Former Harvard University President, Larry Summers, once made public remarks correlating women’s intrinsic academic abilities to their scarcity in high-powered science jobs. These controversial comments sparked a debate about the advancement of women scientists at research universities. While Summers’ talk focused on innate intelligence, a more apt explanation for women’s failure to advance in the sciences may be that they are still mistreated on the job. Sexual harassment, discrimination, and disparate impact claims are still commonplace at research universities, despite the fact that universities have increasingly developed strategies to cope with the social and legal issues related to sexual harassment and are bound to enforce Title IX, if they accept federal funding.
This Article examines the sexual harassment of female physical scientists at academic research institutions and shows that sexual harassment is both endemic to those institutions and that the response is inadequate. Sexual harassment is of special concern to women scientists at research universities because of the unique dynamics of those workplaces. First, the strictly hierarchical structure inherent to the world of science research makes women vulnerable to abuse, precisely because they tend to hold lower-ranked positions. Second, women researchers are also made more vulnerable by the intimate, one-on-one nature of research work, which can make it less clear whether harassment occurred, and subject women scientists to a dissection of their personal and professional lives when they make claims of sexual harassment. Third, institutions are deterred from taking action against scientists accused of harassment, because these scientists often significantly contribute to the reputation of the university, and thus, indirectly, to its financial well-being.

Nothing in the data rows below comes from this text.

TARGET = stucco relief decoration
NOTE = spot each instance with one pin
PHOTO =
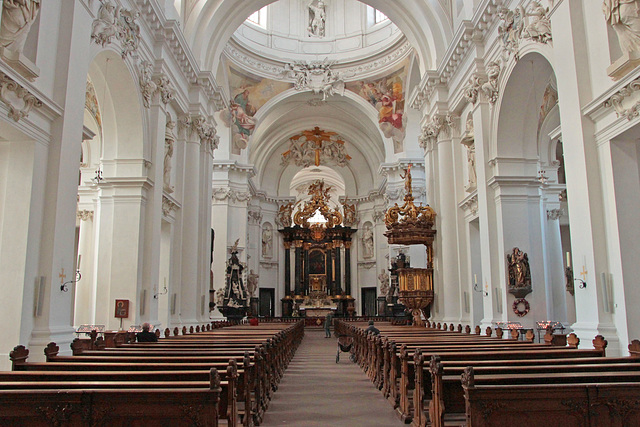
(169, 140)
(114, 21)
(18, 99)
(283, 219)
(349, 214)
(626, 102)
(472, 89)
(491, 87)
(267, 241)
(383, 279)
(198, 125)
(387, 96)
(437, 124)
(84, 215)
(468, 140)
(317, 11)
(17, 18)
(249, 92)
(519, 273)
(532, 23)
(549, 100)
(91, 104)
(165, 88)
(316, 146)
(316, 76)
(623, 17)
(147, 86)
(168, 206)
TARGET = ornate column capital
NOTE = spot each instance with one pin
(439, 124)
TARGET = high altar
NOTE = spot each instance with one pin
(318, 248)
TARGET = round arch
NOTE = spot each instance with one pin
(212, 22)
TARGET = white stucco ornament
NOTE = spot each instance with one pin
(316, 76)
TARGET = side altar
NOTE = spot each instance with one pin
(320, 241)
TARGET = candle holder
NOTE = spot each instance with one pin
(477, 289)
(65, 288)
(164, 292)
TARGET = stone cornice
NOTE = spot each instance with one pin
(170, 34)
(469, 32)
(351, 71)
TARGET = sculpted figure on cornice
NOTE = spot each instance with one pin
(17, 18)
(531, 23)
(18, 99)
(198, 125)
(283, 219)
(147, 85)
(437, 124)
(468, 140)
(349, 213)
(113, 21)
(537, 24)
(316, 76)
(491, 88)
(624, 18)
(472, 89)
(317, 18)
(169, 139)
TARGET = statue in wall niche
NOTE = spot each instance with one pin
(468, 140)
(317, 18)
(624, 17)
(537, 23)
(17, 18)
(367, 242)
(267, 241)
(105, 27)
(169, 139)
(519, 273)
(383, 278)
(252, 283)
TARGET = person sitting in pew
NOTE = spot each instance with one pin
(146, 335)
(372, 329)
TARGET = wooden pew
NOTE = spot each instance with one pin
(569, 399)
(122, 407)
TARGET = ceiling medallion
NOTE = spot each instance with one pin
(317, 147)
(319, 203)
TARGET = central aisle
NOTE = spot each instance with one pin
(315, 391)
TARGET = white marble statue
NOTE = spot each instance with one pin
(267, 242)
(317, 18)
(367, 242)
(468, 141)
(537, 23)
(105, 27)
(169, 139)
(624, 17)
(252, 283)
(17, 18)
(383, 278)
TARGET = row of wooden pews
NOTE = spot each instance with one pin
(217, 376)
(442, 376)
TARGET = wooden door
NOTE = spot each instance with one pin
(369, 301)
(267, 302)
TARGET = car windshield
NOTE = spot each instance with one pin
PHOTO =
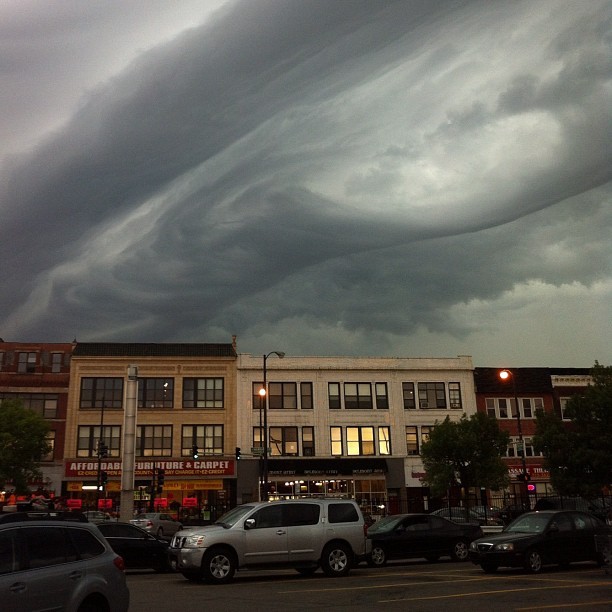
(529, 523)
(229, 519)
(387, 523)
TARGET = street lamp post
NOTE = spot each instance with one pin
(505, 375)
(264, 392)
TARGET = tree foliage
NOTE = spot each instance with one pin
(578, 454)
(467, 452)
(23, 441)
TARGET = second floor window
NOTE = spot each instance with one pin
(44, 404)
(360, 441)
(101, 393)
(357, 396)
(154, 441)
(208, 439)
(203, 393)
(155, 392)
(432, 396)
(26, 363)
(89, 436)
(283, 441)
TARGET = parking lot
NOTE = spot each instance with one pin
(414, 586)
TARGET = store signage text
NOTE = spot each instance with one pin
(209, 467)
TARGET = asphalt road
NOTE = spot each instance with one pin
(414, 586)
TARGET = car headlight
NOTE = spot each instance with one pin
(194, 541)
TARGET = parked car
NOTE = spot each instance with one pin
(404, 536)
(59, 565)
(96, 516)
(535, 539)
(139, 548)
(511, 511)
(304, 534)
(465, 515)
(162, 525)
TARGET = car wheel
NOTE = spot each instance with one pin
(533, 561)
(218, 565)
(378, 556)
(336, 560)
(460, 551)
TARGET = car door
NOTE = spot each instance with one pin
(52, 570)
(303, 531)
(411, 538)
(266, 539)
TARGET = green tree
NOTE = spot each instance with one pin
(23, 441)
(578, 454)
(467, 452)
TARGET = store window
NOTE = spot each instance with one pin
(154, 441)
(203, 393)
(155, 393)
(101, 393)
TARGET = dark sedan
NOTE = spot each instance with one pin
(404, 536)
(535, 539)
(139, 548)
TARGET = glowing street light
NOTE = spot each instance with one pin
(263, 393)
(506, 375)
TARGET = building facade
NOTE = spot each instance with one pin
(38, 374)
(345, 425)
(186, 398)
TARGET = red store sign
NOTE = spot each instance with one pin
(143, 469)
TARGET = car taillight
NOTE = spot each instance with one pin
(119, 563)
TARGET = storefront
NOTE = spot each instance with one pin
(187, 489)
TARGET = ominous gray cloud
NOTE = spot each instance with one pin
(409, 177)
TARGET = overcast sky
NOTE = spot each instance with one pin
(323, 177)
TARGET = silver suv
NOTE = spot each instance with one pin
(59, 565)
(305, 534)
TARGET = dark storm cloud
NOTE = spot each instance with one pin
(362, 168)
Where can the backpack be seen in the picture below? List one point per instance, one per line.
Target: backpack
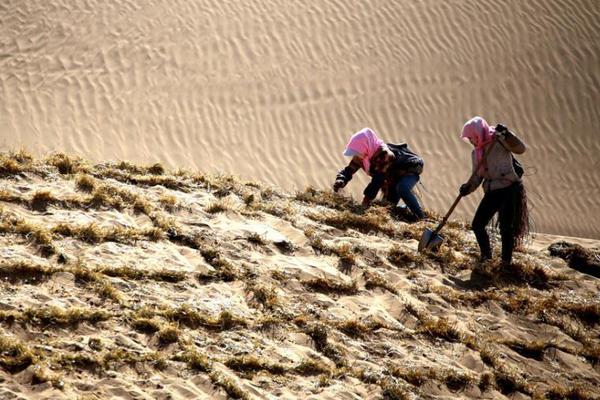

Part II of this Article summarizes how sexual harassment laws are applied to educational institutions. Part III explores the various definitions and models of sexual harassment, establishing that sexual harassment is an abuse of power. Part IV probes institutional trends in the employment and education of women in the physical sciences, sex discrimination, and the culture of conducting scientific research. Part V analyzes several sexual harassment cases involving physical science researchers and students, and discusses how scrutiny of the plaintiff’s behavior affects court decisions. It also discusses whether sexual harassment constitutes misconduct under the federal regulations of science ethics.
In Part VI, this Article ultimately concludes that courts frequently ignore the power dynamics inherent in the definition of “sexual harassment,” and instead concentrate on the actions and characteristics of the victim. Despite legal developments that both protect women against sexual harassment and facilitate the bringing of sexual harassment claims, courts continue to see women as provoking the sexual attention, rather than presuming that the harassing conduct (1) is unwelcome, (2) compromises academic standards, and (3) is inconsistent with an environment that purports to treat men and women equally. This attitude is particularly damaging for women researchers in the physical sciences, not just because women are in the minority and typically hold more “junior positions,” but because the research culture emphasizes compliance and secrecy. Part VI also recommends policies for decreasing the prevalence of sexual harassment in the physical sciences.